This Rick Reilly Thing Sucks So Much

Last we heard from Rick Reilly, he was retiring to Italy after ESPN finally got tired of him recycling his own material. So what happens when you give an old sportswriter who perfected the art of mailing it in a shot at a Sports Illustrated cover story? You get this pile of shit.

There are some decent anecdotes in Reilly’s cover story on the Golden State Warriors (there damn well should be, given how much access he appears to have gotten), but the big takeaway from this piece is that Reilly is just as lazy and hackneyed as he’s ever been. That sucks, because the Warriors are a generation-defining team, and they deserve more than Reilly’s worst tendencies.

The whole story consists of a series of mostly uninteresting vignettes that are often completely unrelated to each other. This isn’t an illuminating journey into the inner workings of a tremendous basketball team, it’s a guy dumping his notebook into a Google doc and calling it good. Here’s a representative portion:

IT’S GETTING AWKWARD, this interview, now that I’ve asked Thompson about his fiercest critic, a sports-talk host in L.A. who called him “an idiot” for fighting a 7-footer and said the Lakers of the 1980s would have “crushed” these Warriors. It’s Thompson’s father, Mychal, the former Lakers center.

“People don’t get it,” Klay says, squirming on his chair a little. “My dad has a very dry sense of humor. Like he said he was going to cut my allowance over that fight. People were coming up to me like, ‘Whoa. Your dad still has you on an allowance? That’s pretty smart of you.’ I mean, geez.”

Me: So he doesn’t get to you?

Thompson: No, he’s an idiot. He’s crazy.

Me: When’s the last time he beat you in H-O-R-S-E?

Thompson: I was 14.

Me: Can I interview Rocco?

Thompson: No. He needs his space.

IT’S BUZZING AT Madison Square Garden and Knicks forward Carmelo Anthony is trying to solve Curry and nothing’s working. Finally, Anthony tries something new. He puts his big hand on Curry’s face, the way your big brother did to keep your punches from landing.

“I didn’t know what to do,” Curry says. “I’ve never had someone put their actual hand on my head to stop me. It felt kind of claustrophobic, like I couldn’t move.”

He tried, though, and got a gash across his forehead for his trouble. “Hey, Carmelo,” Green yelled the next time down, “You need to cut your fingernails.”

“I was kinda mad about it actually,” Curry said afterward. “I was going to complain to him, in the tunnel. I was going to be like, Hey, look what you did to my face!”

But instead Anthony came up to him with his adorable eight-year-old son, Kiyan, who held a present for Curry—a woodcut bust of Curry he’d made in shop class. Imagine that, the whole family enjoys cutting Steph.

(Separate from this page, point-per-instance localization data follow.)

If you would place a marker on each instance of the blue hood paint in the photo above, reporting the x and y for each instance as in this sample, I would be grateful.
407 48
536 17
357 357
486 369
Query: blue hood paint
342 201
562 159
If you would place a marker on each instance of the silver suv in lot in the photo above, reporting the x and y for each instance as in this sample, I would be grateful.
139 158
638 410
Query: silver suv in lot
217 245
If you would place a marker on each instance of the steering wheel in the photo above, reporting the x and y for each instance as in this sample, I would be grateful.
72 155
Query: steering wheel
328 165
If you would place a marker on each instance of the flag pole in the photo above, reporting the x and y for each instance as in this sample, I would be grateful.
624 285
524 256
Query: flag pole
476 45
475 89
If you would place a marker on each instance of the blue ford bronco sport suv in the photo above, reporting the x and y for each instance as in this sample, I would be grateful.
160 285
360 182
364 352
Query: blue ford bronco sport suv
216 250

Within this structure is Reilly playing all the hits: Terrible jokes, entire sections that exist for the sole purpose of building to a shitty pun, a scene with a sick kid meeting Curry before a game, a ham-fisted mention of Reilly’s own charity work, more terrible jokes. It’s all here and it’s all just as useless as it ever was.

This could have been a great story if it had been put in the hands of a writer who isn’t a serial plagiarizer. SI was given the chance to embed a writer in the Warriors’ locker room and send them on the road with what is possibly the greatest NBA team in history, and for some reason they decided to give that assignment to Rick Reilly. They got lines like these in return:

  • “It’s not going to last of course, this team, this moment, this selfie of pure unselfishness.”
  • “And how could these guys be called the Warriors anyway? They’re about as warlike as fudge.”
  • “These guys are looser than secondhand socks.”
  • “If this season were a Zagat review, it would have been: These ‘soft’ ‘underdogs’ are a ‘lucky’ ‘fluke’ who had an ‘easy road’ to the title.”
  • “It’s time I mention it: The game’s best player and I have a history.”
  • “I went on the road for a week with that 72-win Chicago team, too, but it’s like comparing grizzly bears to gummy bears.”
  • “The Dubs pass the ball as if it’s coated in anthrax.”
  • “It’s 90 minutes before tip-off, and Curry comes out for his nightly follicle-raising warmup routine, which hasn’t changed in four years. What has changed is that the world now treats it as Adele doing scales, Streep reading lines and Puck stirring sauces, combined.”

To put this in terms Reilly would understand, SI getting this much access to the Warriors and giving it to Rick Reilly is like sending Gandhi to an all-you-can-eat buffet.